А отцы наши сидели на своих кроватях, молчали и поглядывали. Войдя, я даже не заметил, что они дома.
На мое счастье, в ближайшие дни у меня не было времени ни поговорить с Юзей, ни обменяться мнениями с Робейко.
На другой же;
день, вечером (то есть 17 декабря, за неделю до рождества), когда я вернулся с вокзала, пришли немцы и арестовали меня. Никакого обыска в квартире не делали. Просто пришли два немца-жандарма, предъявили ордер от комендатуры и велели одеваться. Отвели в тюрьму на Лукишки.Я не знал, да и сейчас не знаю, что послужило поводом к моему аресту. Думал, участие в осуществлении контроля на вокзале (я ведь вступил в Советскую милицию) или навет кого-либо из моих добрячков-соседей. Заподозрить Робейко, будто он мог донести, мне и в голову не пришло.

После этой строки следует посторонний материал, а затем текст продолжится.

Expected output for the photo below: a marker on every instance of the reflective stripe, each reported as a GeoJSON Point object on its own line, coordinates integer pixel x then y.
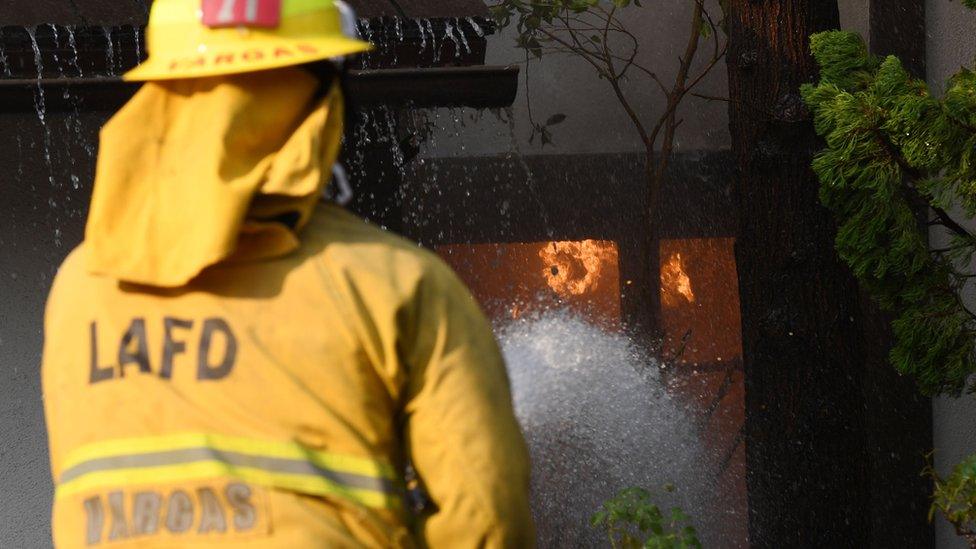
{"type": "Point", "coordinates": [283, 465]}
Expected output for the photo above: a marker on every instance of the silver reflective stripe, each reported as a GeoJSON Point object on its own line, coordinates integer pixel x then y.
{"type": "Point", "coordinates": [234, 459]}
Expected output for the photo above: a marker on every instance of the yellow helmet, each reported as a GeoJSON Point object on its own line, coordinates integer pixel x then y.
{"type": "Point", "coordinates": [199, 38]}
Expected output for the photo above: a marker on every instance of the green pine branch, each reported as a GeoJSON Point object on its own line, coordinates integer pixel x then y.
{"type": "Point", "coordinates": [897, 161]}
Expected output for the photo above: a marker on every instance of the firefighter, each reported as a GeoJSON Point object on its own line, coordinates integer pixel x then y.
{"type": "Point", "coordinates": [230, 360]}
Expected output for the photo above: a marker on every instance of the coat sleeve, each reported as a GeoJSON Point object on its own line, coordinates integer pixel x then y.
{"type": "Point", "coordinates": [461, 431]}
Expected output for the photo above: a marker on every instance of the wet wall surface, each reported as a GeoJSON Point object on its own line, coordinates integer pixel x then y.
{"type": "Point", "coordinates": [43, 205]}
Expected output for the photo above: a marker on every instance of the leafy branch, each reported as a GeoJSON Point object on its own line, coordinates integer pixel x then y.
{"type": "Point", "coordinates": [594, 32]}
{"type": "Point", "coordinates": [631, 520]}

Немцы в тот день вообще арестовывали пачками, особенно рабочих и служащих Виленского железнодорожного узла.
Несколькими днями раньше началась немецкая эвакуация. Немцы вывозили из города не только свое военное имущество, но и гражданское, городское. Потихоньку, без шума, стали угонять в Германию паровозы и вагоны, принадлежащие нашим железным дорогам.
«Рабочая милиция» была организована на Вороньей давно, но малочисленная. Теперь она выросла в милицию Совета (по сути дела, это была Красная гвардия), и Совет отдал ей распоряжение установить на вокзале рабочий контроль. Первое время мы проводили лишь общие проверки и вылавливали спекулянтов. Но потом как-то само собой получилось, что стали контролировать и немецкие воинские составы. Немцам, понятно, это страшно не понравилось.

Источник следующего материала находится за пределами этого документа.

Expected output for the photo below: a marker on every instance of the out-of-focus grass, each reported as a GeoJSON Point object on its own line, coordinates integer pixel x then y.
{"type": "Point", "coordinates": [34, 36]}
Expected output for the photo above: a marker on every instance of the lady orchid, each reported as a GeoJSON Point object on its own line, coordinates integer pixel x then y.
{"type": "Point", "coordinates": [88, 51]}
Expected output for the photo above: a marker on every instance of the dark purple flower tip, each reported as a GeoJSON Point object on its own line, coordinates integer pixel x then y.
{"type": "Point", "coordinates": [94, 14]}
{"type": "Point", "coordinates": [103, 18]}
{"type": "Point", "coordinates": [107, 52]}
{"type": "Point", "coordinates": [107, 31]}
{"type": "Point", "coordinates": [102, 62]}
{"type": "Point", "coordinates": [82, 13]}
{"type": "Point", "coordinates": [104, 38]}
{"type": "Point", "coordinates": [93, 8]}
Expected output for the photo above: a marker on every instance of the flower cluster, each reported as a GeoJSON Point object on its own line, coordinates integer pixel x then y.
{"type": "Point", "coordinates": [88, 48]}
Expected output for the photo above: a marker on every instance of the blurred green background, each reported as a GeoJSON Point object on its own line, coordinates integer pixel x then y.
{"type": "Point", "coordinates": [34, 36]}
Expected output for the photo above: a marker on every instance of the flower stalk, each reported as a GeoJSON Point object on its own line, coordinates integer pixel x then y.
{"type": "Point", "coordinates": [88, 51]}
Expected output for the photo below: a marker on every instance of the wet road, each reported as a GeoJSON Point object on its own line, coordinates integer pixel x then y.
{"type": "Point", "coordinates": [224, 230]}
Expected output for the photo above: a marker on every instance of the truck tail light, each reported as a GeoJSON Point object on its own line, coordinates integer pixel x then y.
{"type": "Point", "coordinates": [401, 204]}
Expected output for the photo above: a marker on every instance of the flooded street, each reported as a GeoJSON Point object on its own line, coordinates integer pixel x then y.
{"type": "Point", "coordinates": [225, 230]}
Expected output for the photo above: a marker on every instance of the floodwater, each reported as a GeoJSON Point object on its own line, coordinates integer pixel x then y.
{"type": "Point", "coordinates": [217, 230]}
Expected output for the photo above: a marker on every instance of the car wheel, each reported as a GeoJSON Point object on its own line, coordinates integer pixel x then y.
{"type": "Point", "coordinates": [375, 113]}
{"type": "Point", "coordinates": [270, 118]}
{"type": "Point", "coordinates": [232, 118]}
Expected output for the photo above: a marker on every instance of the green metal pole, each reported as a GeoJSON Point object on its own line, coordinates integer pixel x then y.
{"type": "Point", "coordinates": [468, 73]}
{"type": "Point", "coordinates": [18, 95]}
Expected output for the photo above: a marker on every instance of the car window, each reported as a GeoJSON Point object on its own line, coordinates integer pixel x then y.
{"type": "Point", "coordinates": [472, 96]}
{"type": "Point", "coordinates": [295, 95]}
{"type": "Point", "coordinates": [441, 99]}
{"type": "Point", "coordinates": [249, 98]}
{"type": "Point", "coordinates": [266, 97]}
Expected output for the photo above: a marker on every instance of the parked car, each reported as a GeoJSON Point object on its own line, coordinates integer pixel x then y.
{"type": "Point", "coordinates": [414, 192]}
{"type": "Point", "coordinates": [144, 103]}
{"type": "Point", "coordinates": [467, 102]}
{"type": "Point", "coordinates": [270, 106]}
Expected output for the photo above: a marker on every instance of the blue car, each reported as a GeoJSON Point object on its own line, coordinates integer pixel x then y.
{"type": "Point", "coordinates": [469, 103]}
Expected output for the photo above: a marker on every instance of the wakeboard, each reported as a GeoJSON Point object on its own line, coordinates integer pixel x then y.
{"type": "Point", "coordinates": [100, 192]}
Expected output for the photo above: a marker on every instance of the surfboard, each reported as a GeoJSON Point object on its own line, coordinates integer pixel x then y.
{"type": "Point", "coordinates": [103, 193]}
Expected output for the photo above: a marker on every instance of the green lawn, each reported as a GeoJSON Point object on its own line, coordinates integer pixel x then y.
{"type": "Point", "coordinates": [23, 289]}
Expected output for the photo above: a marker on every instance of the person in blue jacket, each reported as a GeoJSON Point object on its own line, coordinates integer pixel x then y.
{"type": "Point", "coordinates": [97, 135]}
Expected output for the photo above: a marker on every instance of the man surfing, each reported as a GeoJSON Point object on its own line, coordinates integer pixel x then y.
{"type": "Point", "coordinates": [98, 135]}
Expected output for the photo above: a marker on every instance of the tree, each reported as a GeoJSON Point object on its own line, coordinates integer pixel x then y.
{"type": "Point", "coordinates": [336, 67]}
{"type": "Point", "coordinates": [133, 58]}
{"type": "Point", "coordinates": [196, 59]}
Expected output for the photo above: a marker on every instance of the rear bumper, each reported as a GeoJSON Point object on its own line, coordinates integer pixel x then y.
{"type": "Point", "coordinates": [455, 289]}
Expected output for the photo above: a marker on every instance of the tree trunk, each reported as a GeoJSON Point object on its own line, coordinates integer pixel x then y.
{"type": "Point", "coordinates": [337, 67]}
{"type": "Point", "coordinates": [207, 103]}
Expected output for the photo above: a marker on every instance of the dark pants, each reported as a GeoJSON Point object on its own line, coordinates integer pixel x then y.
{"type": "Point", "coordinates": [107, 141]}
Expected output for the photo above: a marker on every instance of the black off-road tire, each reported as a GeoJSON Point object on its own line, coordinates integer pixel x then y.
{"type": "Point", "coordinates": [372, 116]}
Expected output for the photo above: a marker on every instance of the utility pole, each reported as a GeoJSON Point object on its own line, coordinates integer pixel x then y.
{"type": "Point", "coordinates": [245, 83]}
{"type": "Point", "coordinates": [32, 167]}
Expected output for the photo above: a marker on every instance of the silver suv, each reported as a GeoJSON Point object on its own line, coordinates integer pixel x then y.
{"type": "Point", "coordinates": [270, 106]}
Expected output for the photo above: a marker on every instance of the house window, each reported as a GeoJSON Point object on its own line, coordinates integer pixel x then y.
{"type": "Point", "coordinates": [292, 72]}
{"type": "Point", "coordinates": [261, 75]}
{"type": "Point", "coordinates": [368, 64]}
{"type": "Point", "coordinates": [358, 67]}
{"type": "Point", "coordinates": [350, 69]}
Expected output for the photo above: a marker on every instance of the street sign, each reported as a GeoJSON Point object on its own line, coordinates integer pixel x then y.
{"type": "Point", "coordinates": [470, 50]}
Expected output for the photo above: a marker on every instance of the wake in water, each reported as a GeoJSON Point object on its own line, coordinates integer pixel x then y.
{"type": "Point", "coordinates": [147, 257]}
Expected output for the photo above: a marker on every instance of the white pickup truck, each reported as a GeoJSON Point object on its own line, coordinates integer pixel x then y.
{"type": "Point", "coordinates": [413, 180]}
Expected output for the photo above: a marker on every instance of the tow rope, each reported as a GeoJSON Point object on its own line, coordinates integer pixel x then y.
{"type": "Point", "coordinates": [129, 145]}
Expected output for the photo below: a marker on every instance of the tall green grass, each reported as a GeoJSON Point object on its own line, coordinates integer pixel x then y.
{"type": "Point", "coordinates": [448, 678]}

В эти дни под видом немецких воинских обозов вывозили свое добро из поместий в город помещики, а из Вильно в Варшаву и другие польские города, подальше от наступающей Красной Армии, вывозила свое добро, унося ноги, польская и еврейская буржуазия.
Улицы были забиты фурманками. Ни пройти, ни проехать… Рабочие удивлялись: «Неужто все это немецкое?» — и кое-где стали задерживать их, осматривать.

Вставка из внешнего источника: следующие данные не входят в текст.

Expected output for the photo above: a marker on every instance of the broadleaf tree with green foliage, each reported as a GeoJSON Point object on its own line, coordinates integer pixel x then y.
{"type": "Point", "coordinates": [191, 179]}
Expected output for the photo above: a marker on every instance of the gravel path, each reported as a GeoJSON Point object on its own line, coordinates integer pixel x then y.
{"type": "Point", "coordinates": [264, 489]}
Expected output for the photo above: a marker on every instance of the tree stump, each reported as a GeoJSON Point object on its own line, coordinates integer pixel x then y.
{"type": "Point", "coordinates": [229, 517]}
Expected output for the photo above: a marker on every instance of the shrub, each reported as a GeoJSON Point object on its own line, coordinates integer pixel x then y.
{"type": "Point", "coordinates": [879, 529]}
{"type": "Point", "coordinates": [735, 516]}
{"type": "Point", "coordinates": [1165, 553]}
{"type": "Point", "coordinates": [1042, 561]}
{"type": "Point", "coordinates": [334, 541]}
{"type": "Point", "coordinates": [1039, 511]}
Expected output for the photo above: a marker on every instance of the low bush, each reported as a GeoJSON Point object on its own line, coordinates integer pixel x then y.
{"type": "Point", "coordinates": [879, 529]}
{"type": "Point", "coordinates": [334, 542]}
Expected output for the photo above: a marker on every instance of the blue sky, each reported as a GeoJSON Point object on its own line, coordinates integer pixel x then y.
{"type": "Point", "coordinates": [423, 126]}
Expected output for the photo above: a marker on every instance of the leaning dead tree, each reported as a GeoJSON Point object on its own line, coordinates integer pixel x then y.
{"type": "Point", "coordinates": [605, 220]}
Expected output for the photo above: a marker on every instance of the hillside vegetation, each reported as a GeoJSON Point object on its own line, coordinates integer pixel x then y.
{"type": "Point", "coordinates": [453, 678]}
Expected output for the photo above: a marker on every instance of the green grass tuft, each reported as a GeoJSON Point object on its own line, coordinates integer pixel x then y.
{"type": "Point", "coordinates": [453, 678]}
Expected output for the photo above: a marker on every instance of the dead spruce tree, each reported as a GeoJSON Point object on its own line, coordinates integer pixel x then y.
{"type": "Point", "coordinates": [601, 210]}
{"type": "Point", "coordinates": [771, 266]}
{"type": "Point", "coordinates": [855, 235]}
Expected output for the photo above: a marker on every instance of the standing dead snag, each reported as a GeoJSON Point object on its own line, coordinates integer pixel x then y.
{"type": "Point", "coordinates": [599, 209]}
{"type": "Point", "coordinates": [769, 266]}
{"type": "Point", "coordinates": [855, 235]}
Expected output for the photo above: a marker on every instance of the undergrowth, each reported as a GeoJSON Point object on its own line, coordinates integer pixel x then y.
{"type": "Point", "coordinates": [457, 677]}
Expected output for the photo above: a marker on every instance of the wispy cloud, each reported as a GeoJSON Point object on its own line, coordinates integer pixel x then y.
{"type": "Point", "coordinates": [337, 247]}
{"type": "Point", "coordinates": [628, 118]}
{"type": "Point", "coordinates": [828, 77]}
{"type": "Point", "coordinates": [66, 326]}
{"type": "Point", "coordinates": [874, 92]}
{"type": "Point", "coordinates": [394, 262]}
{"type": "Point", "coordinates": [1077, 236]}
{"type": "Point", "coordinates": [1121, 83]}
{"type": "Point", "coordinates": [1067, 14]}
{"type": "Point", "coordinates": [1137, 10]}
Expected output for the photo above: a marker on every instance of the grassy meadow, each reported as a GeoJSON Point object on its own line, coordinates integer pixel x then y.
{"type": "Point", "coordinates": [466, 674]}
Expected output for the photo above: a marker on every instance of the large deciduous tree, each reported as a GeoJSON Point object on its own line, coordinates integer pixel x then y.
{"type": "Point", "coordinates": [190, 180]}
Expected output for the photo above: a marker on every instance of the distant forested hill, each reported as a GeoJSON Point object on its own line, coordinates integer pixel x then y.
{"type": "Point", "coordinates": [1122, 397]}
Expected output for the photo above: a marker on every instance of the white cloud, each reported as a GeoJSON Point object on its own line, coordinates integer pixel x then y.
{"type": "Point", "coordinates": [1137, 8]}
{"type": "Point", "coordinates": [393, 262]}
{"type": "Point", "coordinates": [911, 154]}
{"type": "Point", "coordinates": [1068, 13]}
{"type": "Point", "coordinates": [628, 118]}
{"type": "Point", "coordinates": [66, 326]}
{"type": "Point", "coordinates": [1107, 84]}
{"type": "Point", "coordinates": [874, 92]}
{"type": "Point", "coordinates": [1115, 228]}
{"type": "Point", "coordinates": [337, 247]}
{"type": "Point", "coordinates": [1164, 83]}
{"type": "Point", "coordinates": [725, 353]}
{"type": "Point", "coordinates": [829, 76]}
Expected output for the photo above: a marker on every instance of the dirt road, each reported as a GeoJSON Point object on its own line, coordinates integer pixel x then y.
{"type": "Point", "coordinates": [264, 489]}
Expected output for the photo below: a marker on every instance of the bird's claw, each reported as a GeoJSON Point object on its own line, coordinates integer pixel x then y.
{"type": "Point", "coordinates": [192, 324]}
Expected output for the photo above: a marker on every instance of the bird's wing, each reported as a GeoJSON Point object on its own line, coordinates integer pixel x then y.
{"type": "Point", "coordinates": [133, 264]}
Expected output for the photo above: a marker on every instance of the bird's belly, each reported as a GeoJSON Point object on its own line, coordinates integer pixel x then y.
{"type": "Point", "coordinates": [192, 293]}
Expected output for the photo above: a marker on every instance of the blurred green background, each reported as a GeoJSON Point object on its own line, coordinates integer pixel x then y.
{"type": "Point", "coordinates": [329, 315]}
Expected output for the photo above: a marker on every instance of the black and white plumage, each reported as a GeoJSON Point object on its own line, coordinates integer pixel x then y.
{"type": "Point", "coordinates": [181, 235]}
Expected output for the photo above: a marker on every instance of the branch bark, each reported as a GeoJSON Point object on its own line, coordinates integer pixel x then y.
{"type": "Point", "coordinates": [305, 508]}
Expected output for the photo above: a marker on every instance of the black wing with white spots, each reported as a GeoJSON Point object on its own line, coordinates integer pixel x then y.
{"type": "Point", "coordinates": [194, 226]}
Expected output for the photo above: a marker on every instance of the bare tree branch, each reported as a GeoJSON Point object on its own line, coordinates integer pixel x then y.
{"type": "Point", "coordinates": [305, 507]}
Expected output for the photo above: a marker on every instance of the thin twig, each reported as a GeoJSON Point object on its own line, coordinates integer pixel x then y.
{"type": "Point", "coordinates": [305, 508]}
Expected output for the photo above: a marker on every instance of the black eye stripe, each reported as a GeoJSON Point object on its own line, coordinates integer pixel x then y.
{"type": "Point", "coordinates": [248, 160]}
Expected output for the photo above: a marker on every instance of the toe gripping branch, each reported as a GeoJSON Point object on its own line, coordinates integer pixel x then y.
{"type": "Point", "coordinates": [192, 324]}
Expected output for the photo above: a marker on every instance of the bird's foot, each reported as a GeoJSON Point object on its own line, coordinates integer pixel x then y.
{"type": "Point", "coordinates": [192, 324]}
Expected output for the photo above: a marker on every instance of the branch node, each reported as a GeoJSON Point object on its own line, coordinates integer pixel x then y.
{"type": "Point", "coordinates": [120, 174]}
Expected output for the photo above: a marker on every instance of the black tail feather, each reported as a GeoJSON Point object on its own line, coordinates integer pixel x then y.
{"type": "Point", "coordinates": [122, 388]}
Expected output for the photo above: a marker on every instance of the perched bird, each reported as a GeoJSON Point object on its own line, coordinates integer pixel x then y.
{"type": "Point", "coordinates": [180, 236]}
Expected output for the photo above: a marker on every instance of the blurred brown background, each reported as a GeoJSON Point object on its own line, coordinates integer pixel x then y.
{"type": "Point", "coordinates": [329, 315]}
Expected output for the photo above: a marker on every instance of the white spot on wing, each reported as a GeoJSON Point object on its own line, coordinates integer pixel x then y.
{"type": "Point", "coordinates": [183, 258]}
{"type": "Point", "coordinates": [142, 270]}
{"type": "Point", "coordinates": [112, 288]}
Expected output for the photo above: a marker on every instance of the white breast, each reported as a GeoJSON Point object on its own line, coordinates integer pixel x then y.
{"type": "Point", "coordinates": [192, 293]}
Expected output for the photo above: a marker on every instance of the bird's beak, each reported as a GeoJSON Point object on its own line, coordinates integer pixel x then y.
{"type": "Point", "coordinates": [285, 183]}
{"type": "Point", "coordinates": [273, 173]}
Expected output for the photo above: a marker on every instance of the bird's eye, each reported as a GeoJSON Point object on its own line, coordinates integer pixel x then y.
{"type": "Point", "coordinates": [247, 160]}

Было также несколько случаев, когда толпа растаскивала мебель из квартир, брошенных выехавшей буржуазией.
И вот под предлогом борьбы с бандитизмом и самовластием немцы произвели массовые аресты.
В день ареста я стоял на посту у штабеля дров на вокзале. Немцы распродавали дрова, пока Советская милиция не вмешалась и не запретила продажу. Вот я и думал, что меня арестовали в связи с этим. Никого к штабелю я не подпускал и, пока дежурил, изорвал уйму немецких квитанций, с которыми лезли по дрова спекулянты.
XII
ТЮРЕМНАЯ АЗБУКА
Впервые я очутился в тюрьме.
Привели меня на Лукишки, и первым, кого я увидел в канцелярии, был рыжий Рудольф. Оказывается, он уже служил здесь. Когда анкета была заполнена и меня заприходовали во все реестры, Рудольф отвел меня в отдельную пустую комнату и велел раздеваться догола.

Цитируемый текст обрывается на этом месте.